How are we all exposed to excessive levels of estrogen?
  • Toxic pesticide residues and compounds found in plastics mimic estrogen and stimulate the estrogen receptors in an unhealthy way and are therefore referred to as ‘endocrine disrupters’.
  • Hazardous ingredients in skin care products such as paraben preservatives that mimic estrogen have been found in tissue taken from women with breast cancer. Journal of Applied Toxicology, Vol.24, Jan/Feb 2004
  • Estrogens have been used as additives to poultry and cattle feed resulting in excess estrogen in meat and milk.
  • Use of hormone replacement therapy (HRT) was widespread for many years and younger women are often prescribed birth control pills or other hormonal contraceptives, even for acne.
  • As body fat increases, so does an enzyme in fat called aromatase which turns hormones made in other organs in your body (such as adrenal glands) into estrogen.
  • Nutrient-depleted food, highly processed sugars and carbohydrates have created blood sugar problems and the pre-diabetic condition known as ‘metabolic syndrome.’ The increased level of insulin is associated with higher estrogen levels, increased breast cancer and its recurrence.

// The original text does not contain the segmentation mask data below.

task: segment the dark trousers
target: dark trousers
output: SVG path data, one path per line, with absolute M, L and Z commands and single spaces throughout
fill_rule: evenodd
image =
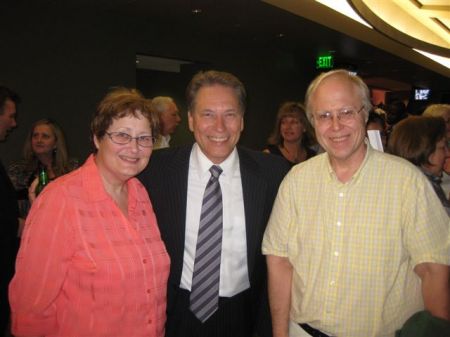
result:
M 174 303 L 169 304 L 166 337 L 251 337 L 249 291 L 233 297 L 221 297 L 219 309 L 201 323 L 189 310 L 190 292 L 177 289 Z
M 18 245 L 18 238 L 2 238 L 0 241 L 0 336 L 9 325 L 8 285 L 14 276 Z

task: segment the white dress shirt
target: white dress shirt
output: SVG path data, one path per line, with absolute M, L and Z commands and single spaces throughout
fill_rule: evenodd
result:
M 183 272 L 180 287 L 191 290 L 195 250 L 202 208 L 203 194 L 214 165 L 194 144 L 189 160 L 186 209 L 186 238 Z M 247 237 L 245 230 L 244 198 L 237 150 L 220 165 L 219 177 L 223 202 L 222 255 L 220 260 L 219 296 L 231 297 L 250 287 L 247 266 Z

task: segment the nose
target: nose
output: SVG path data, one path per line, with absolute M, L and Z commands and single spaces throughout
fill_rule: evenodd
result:
M 225 123 L 224 123 L 224 120 L 223 120 L 222 116 L 217 116 L 216 117 L 215 127 L 219 131 L 225 129 Z
M 341 128 L 341 121 L 337 115 L 332 115 L 331 127 L 335 130 Z
M 132 152 L 138 152 L 139 151 L 139 144 L 137 138 L 133 138 L 131 142 L 128 143 L 130 146 L 130 149 Z

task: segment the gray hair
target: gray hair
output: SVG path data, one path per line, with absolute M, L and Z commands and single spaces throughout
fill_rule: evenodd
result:
M 305 96 L 305 107 L 306 107 L 306 116 L 308 117 L 310 123 L 314 126 L 314 115 L 311 99 L 316 93 L 317 88 L 322 84 L 322 82 L 330 77 L 340 77 L 343 80 L 349 81 L 358 89 L 362 104 L 364 106 L 364 109 L 362 110 L 364 114 L 364 122 L 367 123 L 367 120 L 369 118 L 369 111 L 372 109 L 369 88 L 367 87 L 366 83 L 364 83 L 364 81 L 361 79 L 361 77 L 357 75 L 352 75 L 348 70 L 345 69 L 336 69 L 326 73 L 321 73 L 309 85 Z
M 157 96 L 152 98 L 151 107 L 154 111 L 158 113 L 158 116 L 161 116 L 164 113 L 164 111 L 166 111 L 167 107 L 172 103 L 175 104 L 172 97 Z

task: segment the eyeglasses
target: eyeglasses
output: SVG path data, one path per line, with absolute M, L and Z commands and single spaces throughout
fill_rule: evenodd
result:
M 336 111 L 336 117 L 342 123 L 347 123 L 355 119 L 355 116 L 364 109 L 364 105 L 359 109 L 355 110 L 353 108 L 344 108 Z M 322 125 L 328 125 L 333 122 L 333 113 L 331 111 L 320 112 L 315 115 L 316 121 Z
M 106 132 L 106 134 L 113 141 L 113 143 L 119 145 L 129 144 L 133 139 L 136 139 L 138 145 L 142 147 L 152 147 L 156 139 L 153 136 L 131 137 L 128 133 L 125 132 Z

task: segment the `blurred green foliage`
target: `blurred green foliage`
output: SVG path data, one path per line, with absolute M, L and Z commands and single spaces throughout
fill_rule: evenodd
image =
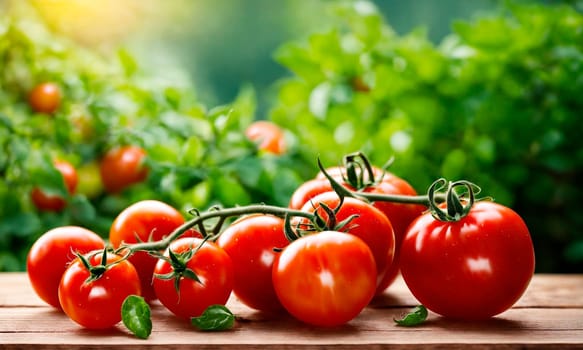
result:
M 23 270 L 30 245 L 55 226 L 81 225 L 107 237 L 113 218 L 140 199 L 163 200 L 185 214 L 287 204 L 301 177 L 291 156 L 261 153 L 246 139 L 255 118 L 252 89 L 207 109 L 192 86 L 157 79 L 127 51 L 100 56 L 42 23 L 32 12 L 0 17 L 0 271 Z M 54 115 L 34 113 L 27 102 L 45 81 L 62 90 Z M 149 176 L 110 195 L 98 164 L 108 149 L 126 144 L 145 149 Z M 64 211 L 41 212 L 30 199 L 33 187 L 67 195 L 52 165 L 57 158 L 79 169 L 79 191 Z
M 160 2 L 164 5 L 159 6 L 162 9 L 156 12 L 155 19 L 133 34 L 131 48 L 160 73 L 172 65 L 183 67 L 195 82 L 200 99 L 210 105 L 231 101 L 242 82 L 252 82 L 258 91 L 258 113 L 264 116 L 275 93 L 273 82 L 286 74 L 285 67 L 272 59 L 273 52 L 292 38 L 330 27 L 331 2 Z M 375 0 L 374 3 L 397 32 L 407 32 L 423 23 L 428 36 L 439 40 L 449 32 L 452 19 L 494 8 L 497 1 Z M 164 10 L 172 15 L 159 15 Z
M 537 270 L 583 265 L 583 14 L 508 4 L 457 21 L 438 45 L 397 34 L 367 1 L 334 6 L 336 25 L 284 44 L 270 117 L 309 163 L 362 150 L 424 192 L 467 179 L 520 213 Z M 316 169 L 314 169 L 314 172 Z

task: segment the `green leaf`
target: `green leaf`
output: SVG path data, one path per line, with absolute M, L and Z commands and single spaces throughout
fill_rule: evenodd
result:
M 126 76 L 130 77 L 138 70 L 136 60 L 127 50 L 119 50 L 118 57 Z
M 16 237 L 33 236 L 38 234 L 42 228 L 42 222 L 35 213 L 11 213 L 0 221 L 0 232 L 2 234 L 13 234 Z
M 310 112 L 319 119 L 324 119 L 328 113 L 330 105 L 330 95 L 332 86 L 328 82 L 318 85 L 310 94 L 310 101 L 308 102 Z
M 189 137 L 182 146 L 182 164 L 198 164 L 204 153 L 205 149 L 202 140 L 198 136 Z
M 413 311 L 401 319 L 393 319 L 398 326 L 412 327 L 418 326 L 427 319 L 427 309 L 423 305 L 416 306 Z
M 128 296 L 121 306 L 123 324 L 136 337 L 146 339 L 152 333 L 150 306 L 144 298 L 137 295 Z
M 583 261 L 583 240 L 569 244 L 565 250 L 565 257 L 573 263 L 581 263 Z
M 295 43 L 282 45 L 274 56 L 277 62 L 307 81 L 317 82 L 324 78 L 317 62 L 312 60 L 310 52 Z
M 211 174 L 214 176 L 214 173 Z M 232 175 L 218 175 L 212 182 L 212 193 L 225 206 L 245 205 L 251 203 L 251 196 L 243 185 Z
M 71 215 L 82 223 L 91 223 L 97 216 L 97 211 L 85 195 L 78 194 L 71 198 Z
M 233 328 L 235 315 L 224 305 L 211 305 L 199 317 L 190 319 L 202 331 L 224 331 Z

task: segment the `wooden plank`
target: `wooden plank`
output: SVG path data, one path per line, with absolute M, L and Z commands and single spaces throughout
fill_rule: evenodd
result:
M 399 328 L 392 317 L 404 309 L 367 309 L 348 325 L 332 329 L 310 327 L 290 318 L 248 318 L 235 329 L 220 333 L 202 333 L 188 324 L 168 317 L 161 308 L 154 312 L 154 331 L 148 340 L 137 340 L 121 326 L 105 332 L 81 329 L 64 315 L 43 308 L 15 308 L 8 318 L 0 315 L 0 344 L 124 346 L 215 345 L 217 349 L 245 345 L 246 348 L 330 348 L 338 345 L 375 345 L 376 348 L 459 348 L 469 345 L 504 348 L 553 346 L 583 347 L 583 309 L 513 309 L 504 316 L 484 322 L 459 322 L 432 315 L 422 327 Z M 13 331 L 18 329 L 19 331 Z M 12 331 L 11 331 L 12 330 Z M 473 348 L 473 346 L 472 346 Z
M 240 318 L 236 327 L 203 333 L 155 304 L 147 340 L 122 325 L 102 332 L 82 329 L 44 305 L 25 274 L 0 274 L 0 286 L 1 349 L 583 349 L 583 275 L 537 275 L 514 308 L 487 321 L 430 314 L 415 328 L 392 321 L 416 304 L 402 279 L 349 324 L 330 329 L 290 316 L 270 317 L 231 298 L 228 306 Z
M 25 273 L 0 274 L 0 307 L 44 306 L 28 283 Z M 415 306 L 417 300 L 401 277 L 378 297 L 375 305 Z M 583 307 L 583 275 L 541 274 L 533 278 L 515 307 Z

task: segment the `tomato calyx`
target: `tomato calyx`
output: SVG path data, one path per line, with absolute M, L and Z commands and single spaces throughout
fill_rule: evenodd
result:
M 338 222 L 337 214 L 344 203 L 344 197 L 339 196 L 340 201 L 335 208 L 330 208 L 326 203 L 319 202 L 313 204 L 314 206 L 314 216 L 311 220 L 303 220 L 295 224 L 292 227 L 291 218 L 289 215 L 285 217 L 284 221 L 284 234 L 288 241 L 293 242 L 296 239 L 303 237 L 307 234 L 314 232 L 323 231 L 338 231 L 338 232 L 348 232 L 352 228 L 350 223 L 352 220 L 359 217 L 358 214 L 350 215 L 344 220 Z M 325 215 L 317 210 L 320 208 Z
M 89 260 L 91 259 L 92 256 L 98 255 L 98 254 L 101 254 L 101 261 L 100 261 L 99 265 L 91 265 Z M 107 263 L 107 247 L 105 247 L 102 251 L 90 253 L 88 256 L 85 256 L 79 252 L 76 252 L 75 255 L 77 256 L 79 261 L 81 261 L 81 263 L 87 269 L 87 271 L 89 271 L 89 277 L 87 277 L 87 279 L 85 280 L 85 283 L 91 283 L 93 281 L 98 280 L 107 271 L 107 269 L 109 269 L 112 265 L 118 264 L 120 261 L 125 260 L 125 258 L 122 258 L 120 260 L 117 260 L 113 263 L 108 264 Z
M 445 202 L 440 193 L 445 191 Z M 456 222 L 468 215 L 476 199 L 476 194 L 481 188 L 466 180 L 447 181 L 438 179 L 427 192 L 429 199 L 429 211 L 439 221 Z M 482 200 L 482 199 L 479 199 Z M 443 204 L 445 203 L 445 208 Z
M 172 249 L 168 249 L 168 257 L 160 254 L 158 258 L 170 264 L 172 271 L 165 274 L 155 273 L 154 277 L 162 280 L 174 279 L 174 288 L 176 289 L 176 293 L 180 292 L 180 281 L 182 281 L 182 278 L 188 278 L 202 284 L 200 278 L 198 278 L 197 274 L 192 269 L 188 268 L 187 264 L 198 252 L 198 250 L 205 244 L 208 238 L 209 236 L 206 236 L 198 246 L 191 246 L 190 249 L 184 252 L 176 253 Z
M 377 185 L 383 180 L 386 175 L 386 171 L 389 166 L 393 163 L 394 158 L 390 158 L 382 168 L 380 168 L 381 173 L 375 172 L 371 162 L 368 160 L 366 155 L 362 152 L 354 152 L 344 156 L 344 168 L 346 169 L 346 174 L 342 174 L 342 180 L 354 188 L 356 191 L 364 190 L 368 187 Z M 377 168 L 377 170 L 379 170 Z M 326 171 L 322 173 L 324 175 Z

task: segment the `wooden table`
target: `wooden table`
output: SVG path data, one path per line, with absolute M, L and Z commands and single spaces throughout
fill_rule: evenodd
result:
M 0 274 L 0 349 L 583 349 L 583 275 L 536 275 L 510 310 L 488 321 L 461 322 L 431 314 L 419 327 L 392 319 L 417 303 L 398 279 L 349 324 L 332 329 L 304 325 L 289 316 L 268 317 L 234 298 L 241 319 L 226 332 L 196 331 L 153 305 L 150 338 L 123 325 L 82 329 L 34 294 L 24 273 Z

  • Disruption of the gastro-intestinal flora reduces the degree to which the good bacteria living in your gut can detoxify the estrogen made in your body after it’s been used to avoid re-absorption.
  • Increase of stress-associated hormones like cortisol (which is made from progesterone), causes a depletion of progesterone and a relative estrogen dominance.
Health coaching to help achieve a healthy lifestyle and to overcome psychological resistance to behavioral change becomes, therefore, an indispensable component in an effective approach to promoting breast health and reducing the risk of breast cancer.